Es absurdo tener 30 años y recordar esa imagen con pavor. No es que le tuviera miedo a la atmósfera Saturday Night Live – Mickey Mouse Club (aún), pero es que esas amables, concientes palabras dejaban claro que habíamos recibido una tierra llena de deudas. Había en los ojos de ese gordito feliz una complicidad que yo no compartía, un cortoplacismo con el que yo no contaba y una sentencia clara. La gente no haría eso. La gente se encargaría de soltar las manos y dejar caer al mundo. Yo no tenía ni una década aquí y ya debía prepararme para la guerra.

Eso hice: Las revistas infantiles me publicaron cualquier cantidad de poesía y cuentos ecológicos ridículos que salvarían al mundo. Ahorré agua. Tuve miedo del paso del asfalto. Separé la basura. Poco a poco, empecé a deducir que el futuro era la utopía de los años 50 y que Marty Mcfly debía quedarse siempre en su generación 2000 de patinetas voladoras.

Hoy me topé con una conferencia que dio Jane McGonigal sobre su proyecto de Gamers de cara a resolver los problemas de la humanidad. Su carita, tensa de la emoción, explicaba cómo todos unidos podíamos resolver los problemas de la tierra si se asumieran dichos problemas como parte de un gran juego. Tiene total sentido, todo el sentido de todos los tiempos y las ideas unidas en un gran, morboso nudo. Tanto sentido, que haremos todo lo contrario, y, como ocurrió hace miles de años, presionaremos el botón.

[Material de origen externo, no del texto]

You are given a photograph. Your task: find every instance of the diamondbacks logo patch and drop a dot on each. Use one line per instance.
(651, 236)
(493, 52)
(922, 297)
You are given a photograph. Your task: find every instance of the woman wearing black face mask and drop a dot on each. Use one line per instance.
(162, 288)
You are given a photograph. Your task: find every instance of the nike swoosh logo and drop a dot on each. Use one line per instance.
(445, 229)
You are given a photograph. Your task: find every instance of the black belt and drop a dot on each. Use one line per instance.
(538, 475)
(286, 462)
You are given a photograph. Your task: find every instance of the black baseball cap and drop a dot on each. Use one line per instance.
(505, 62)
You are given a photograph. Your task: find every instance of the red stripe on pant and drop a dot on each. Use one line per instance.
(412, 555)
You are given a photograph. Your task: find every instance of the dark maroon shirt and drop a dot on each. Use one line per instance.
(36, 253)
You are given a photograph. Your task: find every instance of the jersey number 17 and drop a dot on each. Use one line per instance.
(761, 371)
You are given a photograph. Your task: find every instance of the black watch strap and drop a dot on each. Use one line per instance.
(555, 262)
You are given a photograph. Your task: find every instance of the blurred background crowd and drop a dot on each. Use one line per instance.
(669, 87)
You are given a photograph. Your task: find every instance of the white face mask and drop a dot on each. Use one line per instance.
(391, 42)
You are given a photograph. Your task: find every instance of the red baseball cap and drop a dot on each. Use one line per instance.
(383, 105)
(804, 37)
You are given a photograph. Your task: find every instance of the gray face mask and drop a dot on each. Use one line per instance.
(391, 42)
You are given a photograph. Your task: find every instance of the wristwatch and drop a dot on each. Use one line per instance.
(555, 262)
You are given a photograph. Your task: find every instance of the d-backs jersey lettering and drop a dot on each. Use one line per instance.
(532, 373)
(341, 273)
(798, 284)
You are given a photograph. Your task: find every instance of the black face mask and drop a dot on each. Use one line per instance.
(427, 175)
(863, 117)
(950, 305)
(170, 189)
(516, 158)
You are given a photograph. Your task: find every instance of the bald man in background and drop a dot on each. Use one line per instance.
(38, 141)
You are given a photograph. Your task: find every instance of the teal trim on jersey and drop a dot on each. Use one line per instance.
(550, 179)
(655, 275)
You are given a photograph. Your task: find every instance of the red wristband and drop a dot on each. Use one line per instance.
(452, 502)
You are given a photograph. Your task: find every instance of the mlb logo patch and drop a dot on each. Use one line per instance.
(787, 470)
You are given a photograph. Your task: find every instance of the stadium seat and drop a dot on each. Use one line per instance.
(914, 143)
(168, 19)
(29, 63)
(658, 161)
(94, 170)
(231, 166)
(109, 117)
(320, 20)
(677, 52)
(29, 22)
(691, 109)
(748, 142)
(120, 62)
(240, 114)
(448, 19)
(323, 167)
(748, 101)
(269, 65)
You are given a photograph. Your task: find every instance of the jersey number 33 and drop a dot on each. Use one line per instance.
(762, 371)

Esa vez, la explosión no será de pixeles.

Hoy es el futuro

Hoy ha sido un día de pláticas surreales sobre Breakfast at Tiffany’s y Casablanca.

Tanta alergia me obliga a poner la cabeza en la almohada después de un día disperso y pensar en estas pelis que nunca he visto. Sólo me queda concluir que existen, que esos trailers corresponden a dos películas que hablan un inglés en desuso y que, por muy lejos de mi realidad que se encuentren, remiten a una idea de tranquilidad porque el futuro después de ellas ha sido totalmente controlable hasta el día de hoy.

Se cayó un muro en un lado del mundo, no hemos erradicado por completo a la raza humana todavía, Nicaragua se portó mal por revoluca y muchos otros países también. El eje del mal se ha puesto varios sombreros y hoy da risa. El eje del bien sigue dando risa. Y todo es controlable porque después de eso nací y sigo viva.

Como hoy es el futuro, no existe la tranquilidad ni la almohada de las pelis viejitas. Hoy es cuando las cosas están siendo filmadas, las risas están siendo pregrabadas y después, tendremos zombies. O talvez, otro Breakfast at Tiffany’s.

Tengo que ver esa peli, al menos por inercia.